上映を再開したシアター・シエマでチケットを購入する男性=佐賀市松原

 新型コロナウイルス対策の休業要請を佐賀県が解除したことを受けて、佐賀市の109シネマズ佐賀とシアター・シエマが15日、営業を再開した。4月18日に休館してから約1カ月ぶりの上映で、映画ファンがマスク姿で来場した。

 シアター・シエマでは仕切りを設けた受付で来場者がチケットを購入した。市内の森田義也さん(38)と八谷まち子さん(68)は「やっと新作を見ることができる」と声を弾ませた。

 県内四つの映画館は、県や全国興行生活衛生同業組合連合会(全興連)から「3密」を避ける工夫などの助言を受け、再開へ準備を進めてきた。座席間隔を空けたり、来場者にマスク着用を義務付けたりするなど感染防止対策を徹底した。
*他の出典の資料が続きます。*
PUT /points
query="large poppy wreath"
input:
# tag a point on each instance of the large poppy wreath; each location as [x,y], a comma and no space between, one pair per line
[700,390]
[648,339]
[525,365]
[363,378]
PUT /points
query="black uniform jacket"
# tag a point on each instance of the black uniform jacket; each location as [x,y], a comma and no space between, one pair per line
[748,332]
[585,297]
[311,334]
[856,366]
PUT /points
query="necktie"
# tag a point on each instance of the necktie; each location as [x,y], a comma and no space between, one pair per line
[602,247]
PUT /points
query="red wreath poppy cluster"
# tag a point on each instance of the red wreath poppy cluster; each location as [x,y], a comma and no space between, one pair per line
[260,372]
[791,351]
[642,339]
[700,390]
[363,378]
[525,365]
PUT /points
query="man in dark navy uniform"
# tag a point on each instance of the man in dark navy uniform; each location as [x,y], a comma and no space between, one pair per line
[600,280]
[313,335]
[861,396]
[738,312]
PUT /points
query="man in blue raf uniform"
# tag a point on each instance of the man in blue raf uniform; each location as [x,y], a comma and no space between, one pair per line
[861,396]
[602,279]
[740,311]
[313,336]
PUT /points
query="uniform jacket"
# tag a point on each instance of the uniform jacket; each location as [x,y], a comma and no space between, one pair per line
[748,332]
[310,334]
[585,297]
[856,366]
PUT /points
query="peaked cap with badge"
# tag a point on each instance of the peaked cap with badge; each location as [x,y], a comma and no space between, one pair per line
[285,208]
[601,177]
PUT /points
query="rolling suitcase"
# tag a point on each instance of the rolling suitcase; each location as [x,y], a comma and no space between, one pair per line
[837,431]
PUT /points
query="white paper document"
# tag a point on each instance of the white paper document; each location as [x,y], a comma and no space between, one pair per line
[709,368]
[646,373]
 18日には佐賀市のイオンシネマ佐賀大和が営業を再開する。唐津市のシアター・エンヤも近日中の再開を目指している。

 シアター・シエマの松永りかイベントディレクターは「お客さまの顔を見ることができて、ほっとした」と話した。ただ、舞台あいさつなどのイベントは当面、見送る予定で「いつ感染が収束するか分からない中での再開。週末は県外から来場される可能性もあり、不安とうれしさが入り交じっている」と複雑な思いも口にした。